We wtorek trener Górnika, Henryk Kasperczak odsunął od treningów z pierwszą drużyną czterech obcokrajowców. Wiele wskazuje jednak na to, że na zabrzańskich stranieri się nie skończy. Po zakończeniu rundy szkoleniowiec Trójkolorowych dokładnie przeanalizuje grę wszystkich zawodników i jest wielce prawdopodobne, że zimą na liście transferowej znajdą się też polskie nazwiska.

W tym artykule dowiesz się o:

Środowy meczu Pucharu Ekstraklasy jaki Górnik rozegrał z miejscową Odrą w Wodzisławiu Śląskim pokazał, że nie w formie zawodników 14-krotnych mistrzów Polski, a prezentowanych przez nich czysto piłkarskich umiejętnościach leży główny problem zabrzańskiej drużyny. Z letnich zakupów Górnika jedynie Michal Vaclavik i Grzegorz Bonin mogą czuć się w miarę pewnie. Pozostali zawodnicy tacy jak Leo Markovsky, Willy Rivas, Dariusz Kołodziej czy Przemysław Pitry w bieżącej rundzie zawodzili na całej linii przez co ich gra przy Roosevelta w rundzie wiosennej nie jest wcale taka pewna.

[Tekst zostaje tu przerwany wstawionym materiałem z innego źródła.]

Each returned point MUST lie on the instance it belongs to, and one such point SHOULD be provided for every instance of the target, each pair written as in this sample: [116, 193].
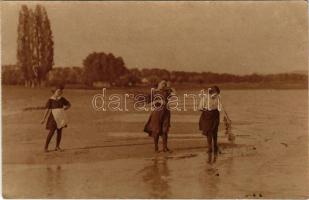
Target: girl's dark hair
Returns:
[214, 89]
[56, 87]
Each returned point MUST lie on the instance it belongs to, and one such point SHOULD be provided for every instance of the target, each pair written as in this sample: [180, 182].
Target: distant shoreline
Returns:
[225, 86]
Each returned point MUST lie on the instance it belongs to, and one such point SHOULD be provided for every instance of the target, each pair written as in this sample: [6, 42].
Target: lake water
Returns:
[269, 159]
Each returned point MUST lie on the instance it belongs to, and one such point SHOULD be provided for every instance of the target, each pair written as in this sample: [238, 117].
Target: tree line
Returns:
[112, 71]
[35, 53]
[35, 50]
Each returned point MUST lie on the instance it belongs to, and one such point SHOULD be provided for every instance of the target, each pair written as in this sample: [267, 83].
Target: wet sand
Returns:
[106, 155]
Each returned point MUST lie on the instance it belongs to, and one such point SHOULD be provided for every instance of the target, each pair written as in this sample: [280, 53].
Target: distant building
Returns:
[101, 84]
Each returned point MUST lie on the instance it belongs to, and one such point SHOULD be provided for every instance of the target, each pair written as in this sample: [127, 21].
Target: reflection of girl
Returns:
[159, 121]
[56, 102]
[210, 118]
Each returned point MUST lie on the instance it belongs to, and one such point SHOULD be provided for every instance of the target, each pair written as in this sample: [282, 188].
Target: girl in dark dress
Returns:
[55, 102]
[210, 119]
[158, 123]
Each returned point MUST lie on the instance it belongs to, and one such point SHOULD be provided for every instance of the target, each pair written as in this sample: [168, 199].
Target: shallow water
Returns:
[272, 126]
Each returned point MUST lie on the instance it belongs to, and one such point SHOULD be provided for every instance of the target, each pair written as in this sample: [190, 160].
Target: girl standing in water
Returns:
[210, 106]
[159, 121]
[55, 122]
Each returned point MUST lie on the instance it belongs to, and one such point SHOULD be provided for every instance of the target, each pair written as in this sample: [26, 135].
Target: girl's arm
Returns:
[46, 113]
[222, 109]
[67, 104]
[201, 106]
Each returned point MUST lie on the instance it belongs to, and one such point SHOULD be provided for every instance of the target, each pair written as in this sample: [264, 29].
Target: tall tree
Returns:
[103, 67]
[35, 45]
[24, 52]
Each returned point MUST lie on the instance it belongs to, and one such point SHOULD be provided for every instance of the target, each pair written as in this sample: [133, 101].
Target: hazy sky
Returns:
[232, 37]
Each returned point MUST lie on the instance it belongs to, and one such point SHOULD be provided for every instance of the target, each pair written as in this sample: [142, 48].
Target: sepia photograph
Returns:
[154, 99]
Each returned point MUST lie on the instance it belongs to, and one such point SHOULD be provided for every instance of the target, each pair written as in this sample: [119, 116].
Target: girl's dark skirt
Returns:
[209, 122]
[51, 123]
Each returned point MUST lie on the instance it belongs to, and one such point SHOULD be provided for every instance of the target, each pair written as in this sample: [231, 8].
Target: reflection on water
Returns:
[156, 176]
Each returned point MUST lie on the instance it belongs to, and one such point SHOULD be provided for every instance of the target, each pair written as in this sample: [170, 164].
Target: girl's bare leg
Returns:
[209, 142]
[49, 137]
[59, 134]
[156, 141]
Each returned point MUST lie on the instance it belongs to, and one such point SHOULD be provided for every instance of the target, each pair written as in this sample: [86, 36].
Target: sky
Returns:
[240, 37]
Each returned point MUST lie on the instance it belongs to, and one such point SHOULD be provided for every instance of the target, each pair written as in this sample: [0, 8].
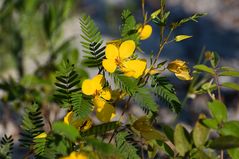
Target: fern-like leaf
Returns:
[92, 43]
[126, 149]
[6, 147]
[32, 124]
[145, 100]
[128, 30]
[82, 107]
[67, 81]
[166, 93]
[101, 129]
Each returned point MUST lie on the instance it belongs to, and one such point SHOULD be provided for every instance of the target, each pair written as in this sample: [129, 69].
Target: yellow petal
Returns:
[155, 13]
[41, 135]
[126, 49]
[184, 75]
[182, 37]
[98, 82]
[106, 113]
[151, 71]
[176, 65]
[111, 51]
[68, 118]
[88, 87]
[106, 93]
[86, 125]
[134, 68]
[76, 155]
[99, 102]
[145, 32]
[109, 65]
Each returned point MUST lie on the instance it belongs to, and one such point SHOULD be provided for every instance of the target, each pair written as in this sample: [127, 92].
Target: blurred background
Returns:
[36, 35]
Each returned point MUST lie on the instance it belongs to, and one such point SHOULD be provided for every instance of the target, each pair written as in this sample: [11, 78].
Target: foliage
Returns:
[99, 122]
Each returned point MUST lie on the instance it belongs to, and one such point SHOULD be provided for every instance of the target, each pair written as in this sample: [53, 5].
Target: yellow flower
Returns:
[115, 56]
[41, 135]
[104, 111]
[145, 32]
[120, 57]
[180, 69]
[182, 37]
[76, 155]
[155, 13]
[80, 124]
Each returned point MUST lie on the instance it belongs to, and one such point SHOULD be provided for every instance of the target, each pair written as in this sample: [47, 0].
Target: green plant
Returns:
[124, 78]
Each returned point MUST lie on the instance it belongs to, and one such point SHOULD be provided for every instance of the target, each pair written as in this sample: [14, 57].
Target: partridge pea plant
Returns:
[99, 123]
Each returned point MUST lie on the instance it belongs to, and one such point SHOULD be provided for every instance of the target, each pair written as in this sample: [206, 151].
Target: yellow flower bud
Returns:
[180, 69]
[155, 13]
[145, 32]
[76, 155]
[41, 135]
[182, 37]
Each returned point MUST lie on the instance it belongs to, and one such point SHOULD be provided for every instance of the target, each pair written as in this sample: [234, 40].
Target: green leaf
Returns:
[128, 85]
[128, 150]
[182, 140]
[233, 153]
[145, 100]
[65, 130]
[194, 18]
[200, 132]
[166, 92]
[231, 85]
[204, 68]
[6, 147]
[230, 128]
[230, 73]
[169, 132]
[81, 107]
[224, 142]
[218, 110]
[128, 27]
[211, 123]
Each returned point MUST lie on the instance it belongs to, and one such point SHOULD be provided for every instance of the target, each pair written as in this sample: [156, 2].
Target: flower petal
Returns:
[145, 32]
[88, 87]
[109, 65]
[106, 93]
[98, 82]
[99, 102]
[176, 65]
[134, 68]
[184, 75]
[111, 51]
[106, 113]
[126, 49]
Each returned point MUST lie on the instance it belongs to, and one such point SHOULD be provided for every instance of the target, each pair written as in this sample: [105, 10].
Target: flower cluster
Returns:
[120, 57]
[180, 69]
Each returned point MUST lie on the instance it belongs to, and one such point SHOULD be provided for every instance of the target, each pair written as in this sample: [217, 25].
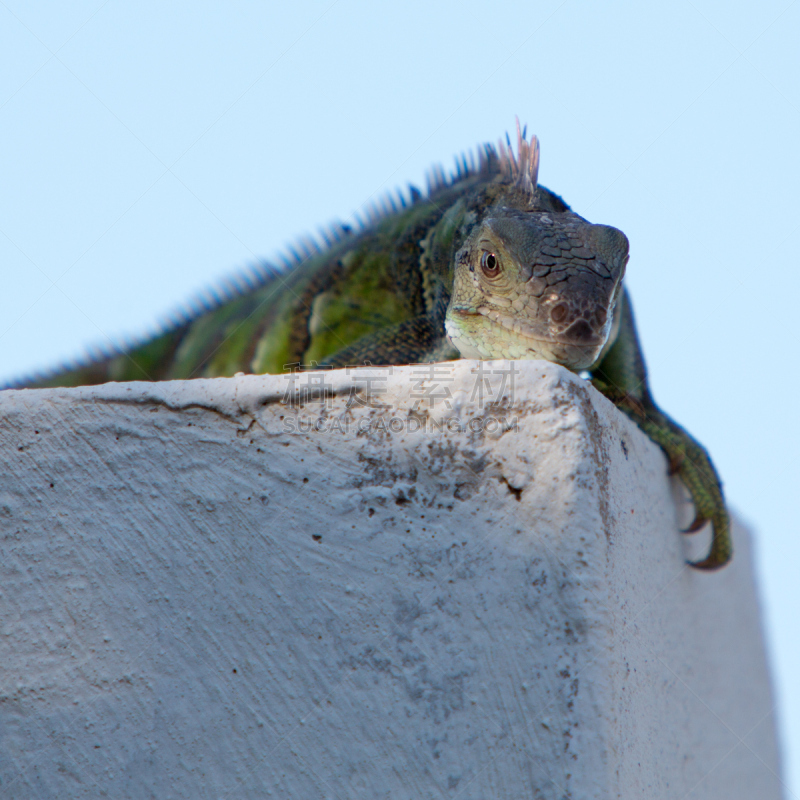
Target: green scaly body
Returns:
[488, 261]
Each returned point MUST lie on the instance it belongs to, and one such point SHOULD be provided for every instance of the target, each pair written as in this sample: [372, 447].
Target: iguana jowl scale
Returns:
[488, 265]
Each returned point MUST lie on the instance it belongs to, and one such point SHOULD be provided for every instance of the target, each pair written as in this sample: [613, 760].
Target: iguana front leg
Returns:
[621, 376]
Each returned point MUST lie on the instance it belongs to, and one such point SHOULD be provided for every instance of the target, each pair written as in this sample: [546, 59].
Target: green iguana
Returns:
[487, 265]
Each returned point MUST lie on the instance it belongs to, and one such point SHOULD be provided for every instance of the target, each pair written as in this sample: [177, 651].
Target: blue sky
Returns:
[149, 149]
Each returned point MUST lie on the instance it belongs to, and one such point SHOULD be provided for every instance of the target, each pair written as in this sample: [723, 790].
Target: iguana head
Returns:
[534, 283]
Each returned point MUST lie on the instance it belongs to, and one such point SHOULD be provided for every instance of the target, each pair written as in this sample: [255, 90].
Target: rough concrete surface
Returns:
[400, 583]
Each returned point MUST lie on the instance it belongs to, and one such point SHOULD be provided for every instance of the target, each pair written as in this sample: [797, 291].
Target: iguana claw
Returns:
[621, 376]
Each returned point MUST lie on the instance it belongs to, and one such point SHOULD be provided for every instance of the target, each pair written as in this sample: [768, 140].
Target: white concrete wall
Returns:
[202, 598]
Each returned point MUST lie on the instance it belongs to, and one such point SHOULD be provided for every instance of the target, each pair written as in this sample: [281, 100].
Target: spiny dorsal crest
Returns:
[522, 169]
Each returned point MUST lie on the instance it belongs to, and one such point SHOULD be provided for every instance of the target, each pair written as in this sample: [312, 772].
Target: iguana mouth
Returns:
[579, 333]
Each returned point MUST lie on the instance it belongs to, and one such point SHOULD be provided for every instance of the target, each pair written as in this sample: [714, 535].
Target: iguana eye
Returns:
[490, 264]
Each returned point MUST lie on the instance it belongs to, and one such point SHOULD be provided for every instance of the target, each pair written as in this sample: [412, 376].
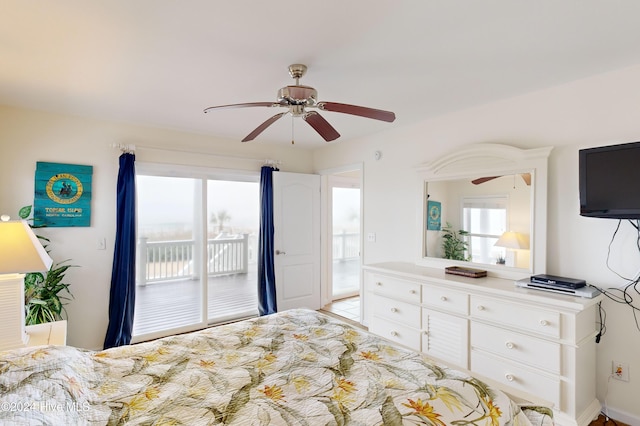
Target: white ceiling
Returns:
[161, 62]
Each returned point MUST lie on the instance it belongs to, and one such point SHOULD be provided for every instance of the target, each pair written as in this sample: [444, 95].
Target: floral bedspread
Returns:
[296, 367]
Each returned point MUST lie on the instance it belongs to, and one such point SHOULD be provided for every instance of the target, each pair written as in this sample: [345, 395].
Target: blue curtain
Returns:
[123, 275]
[266, 273]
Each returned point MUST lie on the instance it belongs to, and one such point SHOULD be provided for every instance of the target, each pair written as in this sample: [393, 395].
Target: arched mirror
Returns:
[484, 206]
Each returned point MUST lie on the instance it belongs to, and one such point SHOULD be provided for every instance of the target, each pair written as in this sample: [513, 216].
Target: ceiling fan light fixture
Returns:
[298, 97]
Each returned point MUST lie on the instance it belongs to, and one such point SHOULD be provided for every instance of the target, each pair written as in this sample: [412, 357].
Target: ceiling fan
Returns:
[525, 176]
[298, 99]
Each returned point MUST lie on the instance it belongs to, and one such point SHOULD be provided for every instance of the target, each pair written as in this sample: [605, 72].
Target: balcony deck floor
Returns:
[175, 304]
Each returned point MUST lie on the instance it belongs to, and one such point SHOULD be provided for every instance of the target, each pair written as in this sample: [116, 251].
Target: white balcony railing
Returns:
[173, 260]
[160, 261]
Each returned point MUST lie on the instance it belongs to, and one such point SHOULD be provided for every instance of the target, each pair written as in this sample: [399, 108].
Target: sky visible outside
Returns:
[170, 201]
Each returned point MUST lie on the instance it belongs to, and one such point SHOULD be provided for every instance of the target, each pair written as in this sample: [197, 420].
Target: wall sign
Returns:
[434, 216]
[62, 195]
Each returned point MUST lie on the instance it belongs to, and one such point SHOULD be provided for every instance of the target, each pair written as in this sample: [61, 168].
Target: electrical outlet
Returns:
[620, 371]
[101, 244]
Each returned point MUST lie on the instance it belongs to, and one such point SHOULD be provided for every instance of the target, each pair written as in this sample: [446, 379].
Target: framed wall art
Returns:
[62, 195]
[434, 216]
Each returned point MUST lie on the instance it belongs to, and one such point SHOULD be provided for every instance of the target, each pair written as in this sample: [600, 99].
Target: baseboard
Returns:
[622, 416]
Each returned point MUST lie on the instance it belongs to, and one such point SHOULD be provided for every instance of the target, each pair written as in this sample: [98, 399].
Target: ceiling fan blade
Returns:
[376, 114]
[244, 105]
[484, 179]
[251, 136]
[321, 126]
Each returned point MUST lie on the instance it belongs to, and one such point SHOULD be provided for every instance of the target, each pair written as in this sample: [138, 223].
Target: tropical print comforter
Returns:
[296, 367]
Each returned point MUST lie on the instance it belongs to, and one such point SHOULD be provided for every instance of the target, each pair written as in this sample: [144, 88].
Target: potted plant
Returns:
[44, 293]
[454, 244]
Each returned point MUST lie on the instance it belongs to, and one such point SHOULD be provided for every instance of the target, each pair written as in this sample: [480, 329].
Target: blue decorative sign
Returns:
[62, 195]
[434, 213]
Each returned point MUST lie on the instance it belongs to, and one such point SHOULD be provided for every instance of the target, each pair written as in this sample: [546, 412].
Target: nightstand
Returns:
[50, 333]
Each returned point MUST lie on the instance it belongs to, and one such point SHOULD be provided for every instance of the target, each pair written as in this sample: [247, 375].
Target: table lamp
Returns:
[20, 252]
[512, 241]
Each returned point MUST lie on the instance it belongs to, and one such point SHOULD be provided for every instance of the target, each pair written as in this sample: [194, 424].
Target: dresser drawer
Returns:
[446, 299]
[395, 310]
[395, 332]
[520, 348]
[516, 316]
[397, 288]
[530, 381]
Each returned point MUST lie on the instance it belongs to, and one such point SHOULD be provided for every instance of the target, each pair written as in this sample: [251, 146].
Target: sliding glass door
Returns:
[196, 261]
[233, 223]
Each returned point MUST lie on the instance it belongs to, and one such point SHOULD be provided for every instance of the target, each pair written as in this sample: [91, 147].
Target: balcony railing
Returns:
[160, 261]
[346, 245]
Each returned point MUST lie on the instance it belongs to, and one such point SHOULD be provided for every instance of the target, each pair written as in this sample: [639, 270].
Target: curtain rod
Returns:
[132, 148]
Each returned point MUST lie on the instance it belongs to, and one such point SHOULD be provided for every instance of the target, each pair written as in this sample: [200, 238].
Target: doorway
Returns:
[197, 250]
[344, 228]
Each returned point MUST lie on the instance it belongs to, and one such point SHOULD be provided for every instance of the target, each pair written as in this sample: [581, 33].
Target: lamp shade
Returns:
[513, 240]
[20, 250]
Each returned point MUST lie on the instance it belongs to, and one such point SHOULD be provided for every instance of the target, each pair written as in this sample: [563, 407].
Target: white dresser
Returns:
[532, 341]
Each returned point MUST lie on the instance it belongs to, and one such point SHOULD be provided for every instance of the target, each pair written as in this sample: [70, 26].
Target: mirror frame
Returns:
[490, 159]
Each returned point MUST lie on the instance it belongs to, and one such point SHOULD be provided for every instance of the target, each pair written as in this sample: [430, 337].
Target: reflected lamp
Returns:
[20, 252]
[512, 241]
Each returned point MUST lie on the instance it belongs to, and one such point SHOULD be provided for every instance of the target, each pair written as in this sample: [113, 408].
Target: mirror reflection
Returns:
[483, 220]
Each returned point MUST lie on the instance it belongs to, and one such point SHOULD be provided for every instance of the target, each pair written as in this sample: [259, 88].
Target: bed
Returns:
[297, 367]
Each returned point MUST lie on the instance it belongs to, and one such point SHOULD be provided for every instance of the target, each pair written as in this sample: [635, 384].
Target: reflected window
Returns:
[485, 218]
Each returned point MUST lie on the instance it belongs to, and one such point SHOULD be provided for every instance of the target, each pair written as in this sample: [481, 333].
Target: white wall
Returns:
[30, 136]
[596, 111]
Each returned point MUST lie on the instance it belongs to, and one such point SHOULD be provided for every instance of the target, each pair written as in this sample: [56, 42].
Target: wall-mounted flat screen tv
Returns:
[609, 179]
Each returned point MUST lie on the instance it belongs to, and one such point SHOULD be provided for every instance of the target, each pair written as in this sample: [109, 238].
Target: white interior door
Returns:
[296, 217]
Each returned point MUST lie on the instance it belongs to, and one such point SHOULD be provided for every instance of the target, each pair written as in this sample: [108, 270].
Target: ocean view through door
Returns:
[196, 260]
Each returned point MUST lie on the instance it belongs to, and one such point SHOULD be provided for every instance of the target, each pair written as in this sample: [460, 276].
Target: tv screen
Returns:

Dwaj pierwsi już zostali przesunięci do zespołu Młodej Ekstraklasy i najprawdopodobniej z końcem rundy opuszczą Zabrze. Kołodziej i Pitry natomiast nie spełnili pokładanych w nich nadziei i znaleźli się na bardzo grząskim terenie. W środowym spotkaniu obaj zawodnicy wprawdzie wystąpili w pełnym wymiarze czasowym, ale nie mogą z pewnością tego meczu zaliczyć do udanych. Wprawdzie mieli oni szansę na stanie się cichymi bohaterami spotkania, ale nie wykorzystali jej, a wszystko to za sprawą 45. minuty meczu z Odrą. Wówczas szarżujący na bramkę wodzisławian Pitry został faulowany w polu karnym, a do piłki ustawionej na jedenastym metrze podszedł Kołodziej, który fatalnie przestrzelił.

W kuluarach utytułowanego śląskiego klubu mówi się otwarcie, że kariera obu zawodników w Zabrzu się kończy: - Co Kasperczak ma zrobić z Kołodziejem, który rusza się na boisku jak słoń, a jak już dostanie piłkę to nie potrafi uderzyć na bramkę? Albo z Pitrym, co wszystkie bramki strzelił w sparingach a w lidze trafił tylko raz? Na pewno sprawa ta wymaga przemyśleń, a poza tym trwają już pewne ruchy w celu zwolnienia w kadrze kilku miejsc dla nowych zawodników, których na pewno nie będzie dwóch czy trzech, lecz nawet pięciu - powiedział portalowi SportoweFakty.pl jeden z członków zarządu Górnika proszący o anonimowość.

Non omen nie od dzisiaj wiadomo, że faworytem Henryka Kasperczaka do gry w Zabrzu jest Jacek Krzynówek. Padają w prasie też takie nazwiska jak Jarosław Bieniuk, Łukasz Garguła, Hernani, Przemysław Kaźmierczak czy Rafał Grzelak. Zawodnicy ci z pewnością wpłynęliby na znaczącą poprawę gry jednego z najlepszych w historii polskich klubów, ale najpierw na Górnym Śląsku musi dojść do wietrzenia składu. Jest jednak wielce prawdopodobne, że cała sprawa nie skończy się jedynie na zwykłym wietrzeniu, a na dużym przeciągu, bo prócz obu bramkarzy i kilku graczy z pola nikt miejsca w kadrze drużyny Kasperczaka być pewnym nie może.